(SenePlus) - Au-delà des paillettes et des médailles, le sport sénégalais cache une réalité amère. Si les récents déboires de l'équipe nationale de football ont accaparé l'attention médiatique, une enquête publiée par Sport News Africa donne la parole aux athlètes des autres disciplines. Leurs témoignages, parfois anonymes, dressent le portrait d'un système défaillant où primes impayées et manque d'infrastructures brisent les vocations.
Dans un article poignant signé Adja Cissé et publié par Sport News Africa, vendredi 10 juillet, le voile se lève sur l'envers du décor du sport de haut niveau au Sénégal. Alors que l'attention publique s'est récemment focalisée sur les primes et la situation contractuelle du sélectionneur de football Pape Thiaw, suite à l'élimination des Lions de la Teranga en Coupe du monde, d'autres voix se font entendre. Dans le sillage de l'international Pape Gueye, qui a ouvertement critiqué l'accompagnement des sportifs, des athlètes issus de diverses disciplines ont choisi de briser le silence.
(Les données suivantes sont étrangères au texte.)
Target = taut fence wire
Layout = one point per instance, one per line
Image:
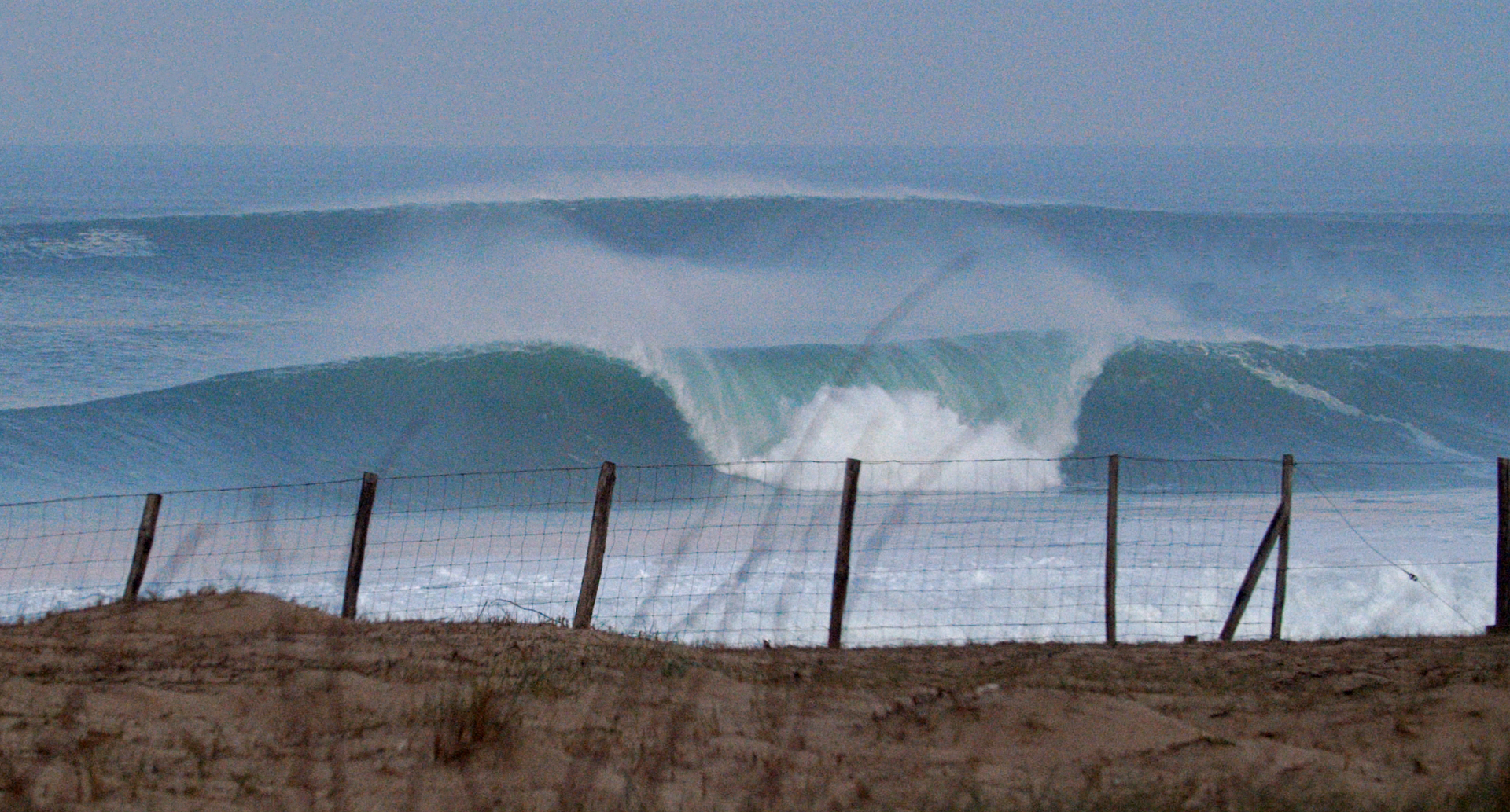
(804, 553)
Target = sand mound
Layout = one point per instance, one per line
(215, 615)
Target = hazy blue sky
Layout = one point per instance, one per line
(722, 73)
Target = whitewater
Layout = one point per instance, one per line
(182, 319)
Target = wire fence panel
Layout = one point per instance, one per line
(285, 539)
(1390, 548)
(745, 553)
(733, 554)
(1188, 533)
(467, 547)
(982, 549)
(65, 554)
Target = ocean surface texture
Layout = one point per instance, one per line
(223, 318)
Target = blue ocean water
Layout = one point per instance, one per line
(177, 318)
(195, 318)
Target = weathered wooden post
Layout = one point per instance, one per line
(1287, 482)
(354, 562)
(1255, 568)
(1114, 472)
(842, 551)
(1503, 556)
(144, 547)
(597, 544)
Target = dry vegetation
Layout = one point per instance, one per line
(245, 702)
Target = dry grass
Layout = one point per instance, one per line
(245, 702)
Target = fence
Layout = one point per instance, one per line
(875, 553)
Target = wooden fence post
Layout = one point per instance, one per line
(597, 544)
(1287, 482)
(354, 564)
(842, 551)
(144, 547)
(1114, 474)
(1503, 554)
(1255, 569)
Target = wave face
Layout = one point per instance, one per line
(704, 319)
(1006, 396)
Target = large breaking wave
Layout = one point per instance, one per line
(541, 333)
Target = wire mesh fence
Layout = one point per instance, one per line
(746, 553)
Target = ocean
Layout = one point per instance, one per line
(216, 318)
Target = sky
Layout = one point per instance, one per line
(914, 73)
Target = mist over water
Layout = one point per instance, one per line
(783, 303)
(204, 319)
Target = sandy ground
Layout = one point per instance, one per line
(246, 702)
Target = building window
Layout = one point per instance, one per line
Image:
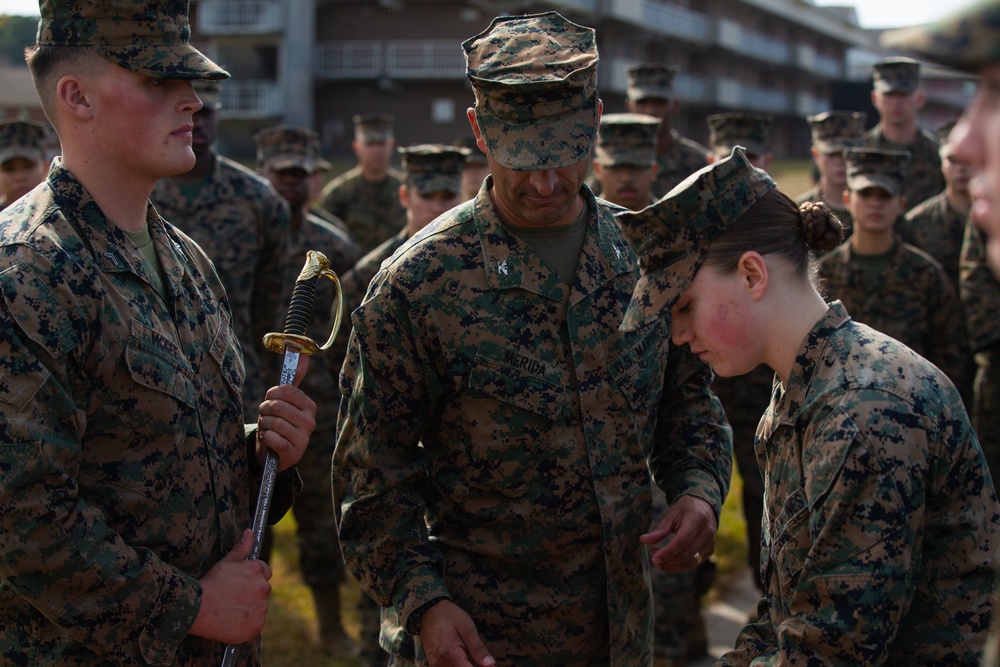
(443, 110)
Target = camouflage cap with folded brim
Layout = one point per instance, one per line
(876, 168)
(285, 147)
(896, 75)
(671, 237)
(23, 139)
(750, 130)
(627, 139)
(535, 81)
(650, 81)
(434, 167)
(966, 40)
(148, 37)
(833, 131)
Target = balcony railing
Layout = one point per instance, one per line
(251, 99)
(240, 17)
(674, 20)
(397, 59)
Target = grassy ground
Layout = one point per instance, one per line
(291, 629)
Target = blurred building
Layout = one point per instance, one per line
(316, 63)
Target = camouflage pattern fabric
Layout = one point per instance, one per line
(148, 38)
(814, 195)
(881, 521)
(924, 178)
(750, 130)
(355, 285)
(535, 80)
(745, 398)
(916, 304)
(319, 553)
(683, 158)
(124, 470)
(517, 506)
(937, 229)
(371, 211)
(671, 237)
(966, 40)
(242, 224)
(980, 294)
(896, 75)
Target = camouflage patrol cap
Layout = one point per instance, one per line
(434, 167)
(373, 127)
(876, 168)
(627, 139)
(966, 40)
(750, 130)
(535, 80)
(475, 156)
(209, 92)
(896, 75)
(672, 236)
(143, 36)
(650, 80)
(22, 139)
(833, 131)
(286, 147)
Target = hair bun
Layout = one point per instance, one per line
(821, 228)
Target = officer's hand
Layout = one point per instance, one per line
(233, 597)
(450, 639)
(692, 523)
(286, 419)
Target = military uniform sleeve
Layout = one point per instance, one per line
(845, 550)
(692, 446)
(57, 551)
(980, 293)
(379, 469)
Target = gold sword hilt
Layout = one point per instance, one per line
(300, 309)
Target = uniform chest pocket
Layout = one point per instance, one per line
(515, 405)
(638, 371)
(156, 362)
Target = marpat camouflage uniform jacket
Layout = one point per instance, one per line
(916, 304)
(534, 414)
(241, 222)
(881, 528)
(124, 461)
(937, 229)
(371, 211)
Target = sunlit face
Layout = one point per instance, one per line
(293, 184)
(423, 207)
(874, 210)
(374, 154)
(145, 124)
(976, 141)
(898, 109)
(19, 175)
(956, 172)
(714, 317)
(832, 168)
(626, 185)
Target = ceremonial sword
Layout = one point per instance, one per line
(292, 343)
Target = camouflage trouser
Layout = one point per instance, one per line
(678, 628)
(986, 409)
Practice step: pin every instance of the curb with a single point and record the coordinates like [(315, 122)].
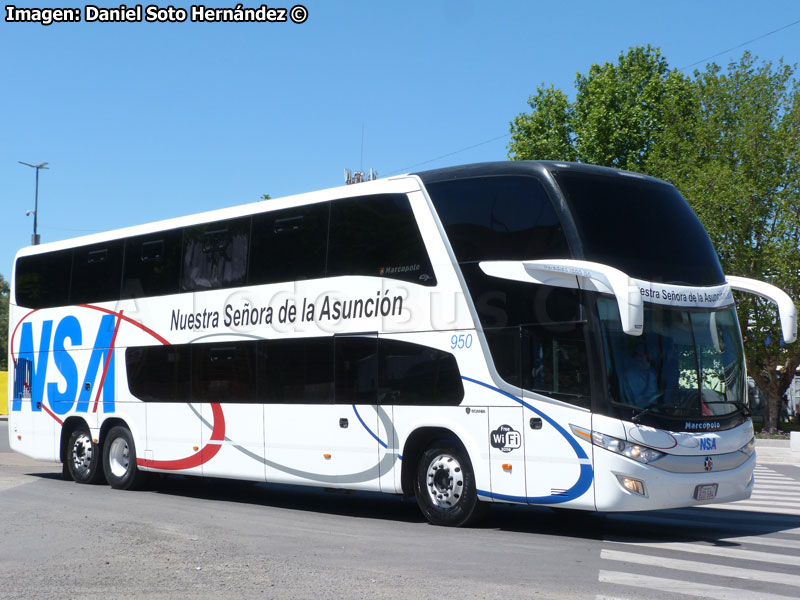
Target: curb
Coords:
[(779, 451)]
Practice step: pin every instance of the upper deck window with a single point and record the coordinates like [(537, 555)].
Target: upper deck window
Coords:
[(42, 280), (640, 226), (499, 218), (377, 236), (215, 255)]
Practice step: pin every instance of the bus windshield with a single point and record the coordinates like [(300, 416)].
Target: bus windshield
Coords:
[(686, 365)]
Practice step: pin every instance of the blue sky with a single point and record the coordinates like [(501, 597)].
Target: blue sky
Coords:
[(146, 121)]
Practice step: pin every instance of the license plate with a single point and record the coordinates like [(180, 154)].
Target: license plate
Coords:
[(705, 492)]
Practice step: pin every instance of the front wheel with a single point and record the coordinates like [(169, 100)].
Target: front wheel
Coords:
[(119, 460), (83, 461), (445, 487)]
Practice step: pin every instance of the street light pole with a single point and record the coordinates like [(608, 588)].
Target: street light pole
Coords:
[(35, 237)]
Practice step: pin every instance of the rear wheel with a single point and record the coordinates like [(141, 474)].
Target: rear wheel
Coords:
[(119, 460), (445, 487), (83, 461)]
Qu'ils soient judokas, boxeurs, athlètes ou handballeuses, tous décrivent un quotidien aux antipodes du glamour des podiums internationaux. Sport News Africa rapporte une accumulation de dysfonctionnements : « Stages annulés, équipements difficiles à obtenir, déplacements financés sur fonds propres ou encore absence de suivi ». Pour beaucoup, la recherche de la performance sportive est supplantée par une lutte permanente pour la simple survie matérielle.
L'amertume des champions
Mbagnick N’diaye, figure de proue du judo sénégalais et champion d'Afrique en 2023, est l'un des rares à s'exprimer à visage découvert. Son constat est sans appel. Il dénonce une gestion logistique défaillante qui parasite la concentration des sportifs, jusque dans les compétitions les plus prestigieuses. « Il arrive encore que des sportifs aient à gérer eux-mêmes des problèmes d'organisation, d'équipement, de logistique, etc. J'en ai moi-même fait l'expérience pendant les JO de Paris, où je n'avais pas mes équipements », confie-t-il à Sport News Africa.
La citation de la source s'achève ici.